Of all of them, though, the most troubling one is the tiniest and least showy of them all: those teardrop tattoos that came out of the mix of gang life and jail. Every teardrop drop signifies a murder and the tragedy of a life of crime and violence. Not just for the dead, but for the killer. For the way murder changes you. And I wouldn't get any ideas about casually festooning yourself with a teardrop just for how badass it looks without earning it: let your local Crips see it and they’ll peel it off you like the skin off a slab of mackerel down at their favorite sushi bar.
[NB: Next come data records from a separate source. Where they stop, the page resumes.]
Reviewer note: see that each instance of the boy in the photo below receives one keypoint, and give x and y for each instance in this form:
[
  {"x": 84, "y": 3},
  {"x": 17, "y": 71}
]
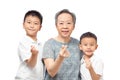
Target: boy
[
  {"x": 29, "y": 49},
  {"x": 91, "y": 66}
]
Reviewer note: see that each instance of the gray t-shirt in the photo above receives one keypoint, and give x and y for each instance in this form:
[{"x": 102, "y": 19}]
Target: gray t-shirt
[{"x": 69, "y": 69}]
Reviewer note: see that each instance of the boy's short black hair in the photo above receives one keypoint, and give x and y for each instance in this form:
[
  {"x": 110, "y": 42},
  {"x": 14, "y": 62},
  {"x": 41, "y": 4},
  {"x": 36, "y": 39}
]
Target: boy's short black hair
[
  {"x": 89, "y": 35},
  {"x": 34, "y": 13}
]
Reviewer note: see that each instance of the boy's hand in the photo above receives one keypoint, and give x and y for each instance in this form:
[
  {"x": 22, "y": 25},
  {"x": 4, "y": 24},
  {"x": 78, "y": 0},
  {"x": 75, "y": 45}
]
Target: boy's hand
[
  {"x": 34, "y": 51},
  {"x": 64, "y": 52},
  {"x": 88, "y": 64}
]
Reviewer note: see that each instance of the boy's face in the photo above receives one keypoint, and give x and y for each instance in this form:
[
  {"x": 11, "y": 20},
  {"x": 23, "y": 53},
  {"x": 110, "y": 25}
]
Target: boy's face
[
  {"x": 88, "y": 46},
  {"x": 32, "y": 25},
  {"x": 65, "y": 25}
]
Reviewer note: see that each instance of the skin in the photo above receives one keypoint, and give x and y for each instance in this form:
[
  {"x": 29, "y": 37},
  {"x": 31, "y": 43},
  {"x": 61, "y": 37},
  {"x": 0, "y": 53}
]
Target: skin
[
  {"x": 88, "y": 46},
  {"x": 32, "y": 26},
  {"x": 64, "y": 27}
]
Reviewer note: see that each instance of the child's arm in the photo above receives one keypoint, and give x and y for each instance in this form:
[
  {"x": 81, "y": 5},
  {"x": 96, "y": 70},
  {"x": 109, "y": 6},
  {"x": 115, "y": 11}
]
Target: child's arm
[
  {"x": 94, "y": 76},
  {"x": 31, "y": 62}
]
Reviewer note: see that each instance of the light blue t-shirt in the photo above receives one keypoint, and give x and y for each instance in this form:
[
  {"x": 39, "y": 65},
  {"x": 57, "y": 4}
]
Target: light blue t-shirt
[{"x": 69, "y": 69}]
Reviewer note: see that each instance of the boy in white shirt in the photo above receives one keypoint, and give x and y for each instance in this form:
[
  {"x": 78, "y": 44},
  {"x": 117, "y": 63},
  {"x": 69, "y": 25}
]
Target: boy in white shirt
[
  {"x": 30, "y": 49},
  {"x": 91, "y": 66}
]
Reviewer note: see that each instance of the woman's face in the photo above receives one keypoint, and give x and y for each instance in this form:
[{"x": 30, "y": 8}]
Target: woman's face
[{"x": 65, "y": 25}]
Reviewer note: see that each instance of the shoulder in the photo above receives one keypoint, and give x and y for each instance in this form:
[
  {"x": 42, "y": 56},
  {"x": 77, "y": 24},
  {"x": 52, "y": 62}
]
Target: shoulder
[{"x": 97, "y": 59}]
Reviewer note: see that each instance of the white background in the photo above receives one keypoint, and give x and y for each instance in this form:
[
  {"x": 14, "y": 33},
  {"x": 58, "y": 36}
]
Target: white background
[{"x": 101, "y": 17}]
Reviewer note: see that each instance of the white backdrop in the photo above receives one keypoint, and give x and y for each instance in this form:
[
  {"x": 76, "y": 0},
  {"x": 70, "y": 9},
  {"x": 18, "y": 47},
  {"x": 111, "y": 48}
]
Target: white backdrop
[{"x": 101, "y": 17}]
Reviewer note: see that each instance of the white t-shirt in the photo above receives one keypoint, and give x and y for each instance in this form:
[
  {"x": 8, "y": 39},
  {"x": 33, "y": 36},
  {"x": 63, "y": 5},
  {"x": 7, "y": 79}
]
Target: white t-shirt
[
  {"x": 97, "y": 65},
  {"x": 24, "y": 72}
]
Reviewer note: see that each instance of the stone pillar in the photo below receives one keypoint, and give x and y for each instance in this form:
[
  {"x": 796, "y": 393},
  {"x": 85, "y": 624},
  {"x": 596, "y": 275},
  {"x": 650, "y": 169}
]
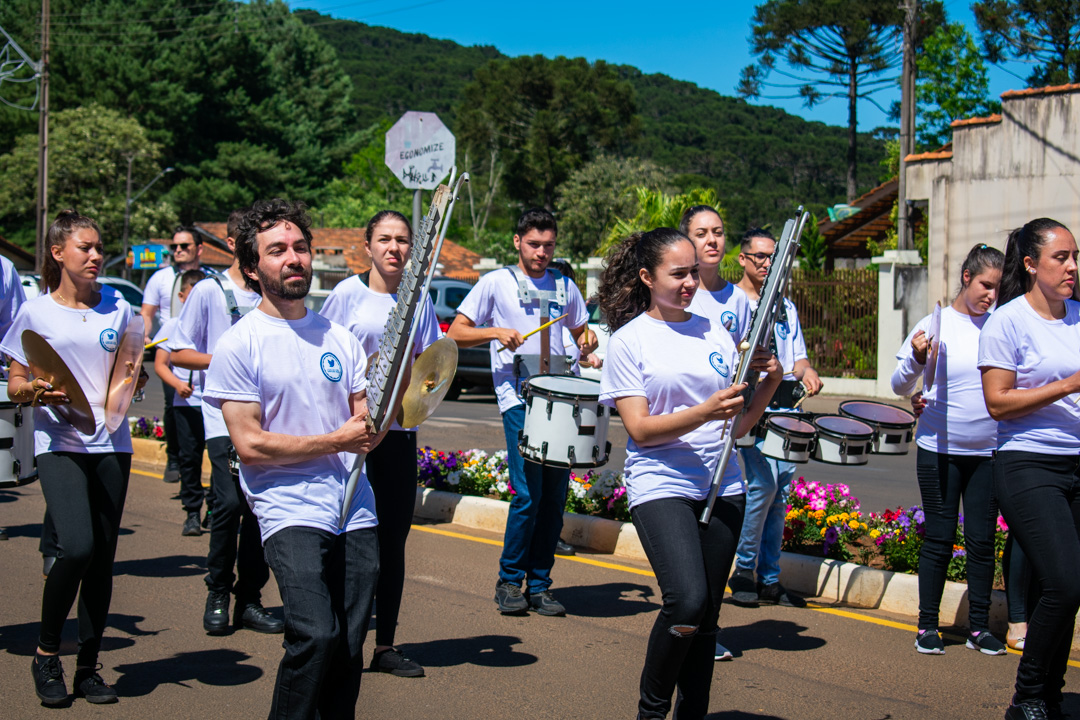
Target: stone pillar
[{"x": 902, "y": 301}]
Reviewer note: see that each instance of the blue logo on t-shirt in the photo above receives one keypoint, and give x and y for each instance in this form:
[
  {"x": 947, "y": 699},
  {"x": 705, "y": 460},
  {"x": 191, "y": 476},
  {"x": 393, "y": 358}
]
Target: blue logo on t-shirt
[
  {"x": 109, "y": 339},
  {"x": 331, "y": 366},
  {"x": 717, "y": 362}
]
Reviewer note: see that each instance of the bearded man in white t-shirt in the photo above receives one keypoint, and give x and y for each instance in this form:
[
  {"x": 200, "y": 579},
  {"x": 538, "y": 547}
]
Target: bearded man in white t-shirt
[
  {"x": 494, "y": 313},
  {"x": 291, "y": 385}
]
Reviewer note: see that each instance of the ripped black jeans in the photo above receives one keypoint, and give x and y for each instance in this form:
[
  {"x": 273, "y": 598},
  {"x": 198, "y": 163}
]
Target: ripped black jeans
[{"x": 691, "y": 565}]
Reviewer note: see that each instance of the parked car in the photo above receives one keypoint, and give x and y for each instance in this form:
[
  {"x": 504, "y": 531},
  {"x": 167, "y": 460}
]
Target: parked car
[{"x": 474, "y": 364}]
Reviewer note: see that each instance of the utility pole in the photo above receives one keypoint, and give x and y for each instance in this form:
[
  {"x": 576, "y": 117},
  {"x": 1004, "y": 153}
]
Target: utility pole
[
  {"x": 904, "y": 240},
  {"x": 43, "y": 143}
]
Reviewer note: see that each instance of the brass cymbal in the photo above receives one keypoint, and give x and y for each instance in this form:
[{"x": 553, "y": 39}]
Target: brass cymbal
[
  {"x": 432, "y": 375},
  {"x": 46, "y": 364},
  {"x": 124, "y": 375}
]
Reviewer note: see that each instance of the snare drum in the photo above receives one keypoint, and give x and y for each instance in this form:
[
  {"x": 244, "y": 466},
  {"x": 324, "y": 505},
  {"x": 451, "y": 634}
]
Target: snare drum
[
  {"x": 841, "y": 440},
  {"x": 788, "y": 436},
  {"x": 565, "y": 424},
  {"x": 893, "y": 426},
  {"x": 17, "y": 464}
]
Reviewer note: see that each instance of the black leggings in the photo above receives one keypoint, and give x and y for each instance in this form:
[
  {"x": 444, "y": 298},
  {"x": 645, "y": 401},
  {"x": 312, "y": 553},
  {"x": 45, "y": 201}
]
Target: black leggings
[
  {"x": 691, "y": 565},
  {"x": 84, "y": 498},
  {"x": 943, "y": 480},
  {"x": 1040, "y": 500},
  {"x": 392, "y": 472}
]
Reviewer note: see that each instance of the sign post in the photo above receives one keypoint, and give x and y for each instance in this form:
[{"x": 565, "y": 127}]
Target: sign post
[{"x": 420, "y": 152}]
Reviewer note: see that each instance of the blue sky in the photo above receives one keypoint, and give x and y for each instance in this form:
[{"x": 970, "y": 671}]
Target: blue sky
[{"x": 703, "y": 42}]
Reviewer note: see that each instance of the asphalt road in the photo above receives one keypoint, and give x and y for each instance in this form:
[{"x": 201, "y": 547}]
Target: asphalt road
[{"x": 791, "y": 664}]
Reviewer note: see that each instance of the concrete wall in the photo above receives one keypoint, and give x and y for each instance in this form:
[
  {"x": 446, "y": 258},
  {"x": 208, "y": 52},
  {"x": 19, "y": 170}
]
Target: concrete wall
[{"x": 1000, "y": 175}]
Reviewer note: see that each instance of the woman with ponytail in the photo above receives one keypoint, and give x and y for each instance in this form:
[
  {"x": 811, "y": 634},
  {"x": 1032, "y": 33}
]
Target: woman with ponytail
[
  {"x": 956, "y": 439},
  {"x": 669, "y": 372},
  {"x": 1030, "y": 384},
  {"x": 83, "y": 477}
]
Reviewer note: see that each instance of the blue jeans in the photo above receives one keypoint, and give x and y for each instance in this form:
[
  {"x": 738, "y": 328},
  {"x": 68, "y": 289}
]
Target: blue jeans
[
  {"x": 536, "y": 513},
  {"x": 326, "y": 585},
  {"x": 768, "y": 483}
]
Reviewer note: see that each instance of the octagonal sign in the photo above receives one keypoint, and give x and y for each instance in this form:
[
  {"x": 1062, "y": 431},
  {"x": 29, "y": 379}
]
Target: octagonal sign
[{"x": 420, "y": 150}]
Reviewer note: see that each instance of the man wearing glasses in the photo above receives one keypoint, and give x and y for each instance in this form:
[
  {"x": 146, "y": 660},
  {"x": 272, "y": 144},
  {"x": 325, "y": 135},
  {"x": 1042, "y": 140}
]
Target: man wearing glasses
[
  {"x": 157, "y": 303},
  {"x": 769, "y": 480}
]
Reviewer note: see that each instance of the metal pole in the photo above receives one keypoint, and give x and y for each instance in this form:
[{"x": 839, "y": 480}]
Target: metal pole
[
  {"x": 42, "y": 208},
  {"x": 904, "y": 240}
]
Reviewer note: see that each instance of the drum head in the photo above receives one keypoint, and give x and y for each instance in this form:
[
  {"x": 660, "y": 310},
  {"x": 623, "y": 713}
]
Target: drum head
[
  {"x": 878, "y": 413},
  {"x": 125, "y": 369},
  {"x": 564, "y": 385},
  {"x": 836, "y": 424}
]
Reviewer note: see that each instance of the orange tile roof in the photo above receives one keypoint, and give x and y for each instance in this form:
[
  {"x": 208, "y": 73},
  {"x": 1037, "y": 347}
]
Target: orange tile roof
[{"x": 1049, "y": 90}]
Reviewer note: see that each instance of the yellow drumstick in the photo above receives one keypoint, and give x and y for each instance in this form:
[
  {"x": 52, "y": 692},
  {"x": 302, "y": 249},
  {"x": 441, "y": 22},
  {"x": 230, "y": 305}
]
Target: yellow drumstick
[{"x": 531, "y": 333}]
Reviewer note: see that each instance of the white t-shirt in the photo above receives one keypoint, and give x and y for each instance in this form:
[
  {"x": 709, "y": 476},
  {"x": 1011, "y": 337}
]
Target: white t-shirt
[
  {"x": 202, "y": 322},
  {"x": 639, "y": 363},
  {"x": 159, "y": 289},
  {"x": 364, "y": 313},
  {"x": 955, "y": 420},
  {"x": 301, "y": 374},
  {"x": 729, "y": 307},
  {"x": 89, "y": 350},
  {"x": 494, "y": 302},
  {"x": 193, "y": 378},
  {"x": 791, "y": 345},
  {"x": 1040, "y": 351}
]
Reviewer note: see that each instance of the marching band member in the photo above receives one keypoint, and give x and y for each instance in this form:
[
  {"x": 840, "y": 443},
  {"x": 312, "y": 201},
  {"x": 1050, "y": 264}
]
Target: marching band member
[
  {"x": 510, "y": 301},
  {"x": 716, "y": 298},
  {"x": 83, "y": 477},
  {"x": 768, "y": 480},
  {"x": 296, "y": 425},
  {"x": 676, "y": 415},
  {"x": 1030, "y": 384},
  {"x": 211, "y": 309},
  {"x": 362, "y": 304},
  {"x": 956, "y": 438}
]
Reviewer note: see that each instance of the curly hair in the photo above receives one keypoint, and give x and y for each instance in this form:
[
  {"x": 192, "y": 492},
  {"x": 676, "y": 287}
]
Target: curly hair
[
  {"x": 65, "y": 225},
  {"x": 622, "y": 296},
  {"x": 261, "y": 216}
]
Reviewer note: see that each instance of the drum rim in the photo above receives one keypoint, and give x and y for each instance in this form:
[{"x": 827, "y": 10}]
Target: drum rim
[
  {"x": 834, "y": 433},
  {"x": 543, "y": 392},
  {"x": 881, "y": 423}
]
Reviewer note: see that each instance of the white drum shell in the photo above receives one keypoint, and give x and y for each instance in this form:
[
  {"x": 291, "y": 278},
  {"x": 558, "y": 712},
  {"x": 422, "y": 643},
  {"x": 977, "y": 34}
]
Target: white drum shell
[{"x": 565, "y": 424}]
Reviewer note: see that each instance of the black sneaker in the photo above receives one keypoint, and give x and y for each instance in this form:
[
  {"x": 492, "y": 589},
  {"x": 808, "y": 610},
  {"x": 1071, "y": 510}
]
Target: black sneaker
[
  {"x": 743, "y": 588},
  {"x": 929, "y": 642},
  {"x": 510, "y": 599},
  {"x": 255, "y": 617},
  {"x": 775, "y": 594},
  {"x": 1028, "y": 709},
  {"x": 89, "y": 684},
  {"x": 216, "y": 615},
  {"x": 191, "y": 528},
  {"x": 49, "y": 679},
  {"x": 393, "y": 662},
  {"x": 544, "y": 603}
]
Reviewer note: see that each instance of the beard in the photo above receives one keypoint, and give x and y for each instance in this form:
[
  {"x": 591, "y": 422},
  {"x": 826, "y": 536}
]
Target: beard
[{"x": 293, "y": 289}]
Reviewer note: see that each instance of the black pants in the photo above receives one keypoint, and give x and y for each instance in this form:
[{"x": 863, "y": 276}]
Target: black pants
[
  {"x": 691, "y": 565},
  {"x": 1040, "y": 500},
  {"x": 232, "y": 516},
  {"x": 943, "y": 480},
  {"x": 169, "y": 422},
  {"x": 326, "y": 585},
  {"x": 191, "y": 442},
  {"x": 84, "y": 497},
  {"x": 392, "y": 472}
]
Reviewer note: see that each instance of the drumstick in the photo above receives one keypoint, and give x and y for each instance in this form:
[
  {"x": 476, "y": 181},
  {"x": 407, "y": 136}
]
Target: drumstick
[{"x": 531, "y": 333}]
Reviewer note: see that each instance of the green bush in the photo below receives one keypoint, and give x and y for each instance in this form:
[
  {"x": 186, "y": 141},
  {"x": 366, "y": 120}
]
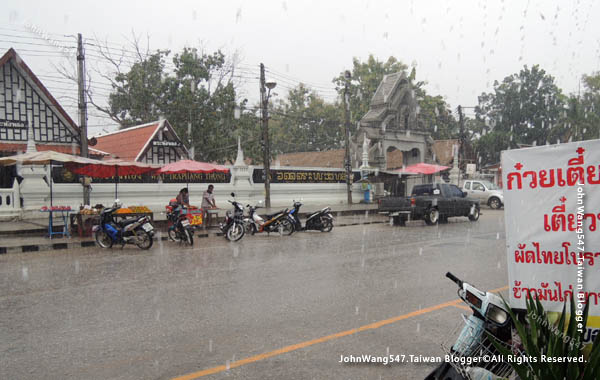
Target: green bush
[{"x": 541, "y": 337}]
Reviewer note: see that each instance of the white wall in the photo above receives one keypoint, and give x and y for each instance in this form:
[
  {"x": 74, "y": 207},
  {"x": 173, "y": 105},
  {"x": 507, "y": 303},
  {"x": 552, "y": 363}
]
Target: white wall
[{"x": 36, "y": 193}]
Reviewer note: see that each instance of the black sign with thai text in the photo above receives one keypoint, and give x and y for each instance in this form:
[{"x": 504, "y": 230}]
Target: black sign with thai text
[
  {"x": 303, "y": 176},
  {"x": 62, "y": 175}
]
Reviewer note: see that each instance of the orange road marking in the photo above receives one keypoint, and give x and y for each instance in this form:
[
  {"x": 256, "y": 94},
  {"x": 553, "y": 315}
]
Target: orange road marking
[
  {"x": 462, "y": 307},
  {"x": 294, "y": 347}
]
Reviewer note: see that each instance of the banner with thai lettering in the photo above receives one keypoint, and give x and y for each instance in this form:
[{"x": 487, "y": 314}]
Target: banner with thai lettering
[
  {"x": 552, "y": 211},
  {"x": 304, "y": 176},
  {"x": 62, "y": 175}
]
One of the worst things about tattoos is how permanently they make their declaration. Not many people can afford the services of my acquaintance the talented Dr. Tattoff, who provides relief to his patients in the form of high-priced laser tattoo removal in Beverly Hills. Most people can not afford to get Billy Bob Thornton’s name erased to make room for complicated sets of navigational instructions. And if you happen to have something horrific depicted in your tattoo—not Billy Bob, but murder, (though Billy Bob was certainly guilty of murder when it came to the movie he made out of one of the best American novels ever, All the Pretty Horses), for instance—you better be ready for that tattoo to become your entire identity. If you have a teardrop tattooed under your eye, the cops might not even cuff the clerk down at the 7-11 for getting a little itchy with that .38 snubnose under the register when you reach into the your pocket to see if you've got exact change for a couple of 5 Hour Energy Drinks and a blue Slushy.

Seeing Roo show up looking that way after a burst of mayhem today in northwestern Arkansas got me thinking. That expression on her—have you ever seen Roo that distant? That pensive? Something went down in those brambles today, something about whoever had to pay for that badge. Maybe something in the way they looked or something they squeaked about how their family needed them, how many little rugrats they had. Roo’s not given to remorse, but that’s the look of a dog realizing that she’s never, ever going to unsee something bad. Real bad.

That’s how you earn your teardrop. And that one of Roo’s is blood. The worst of them all.

On second thought—nah. Roo couldn't possibly be happier about it. I think she was just burping on her duck jerky when I took the picture.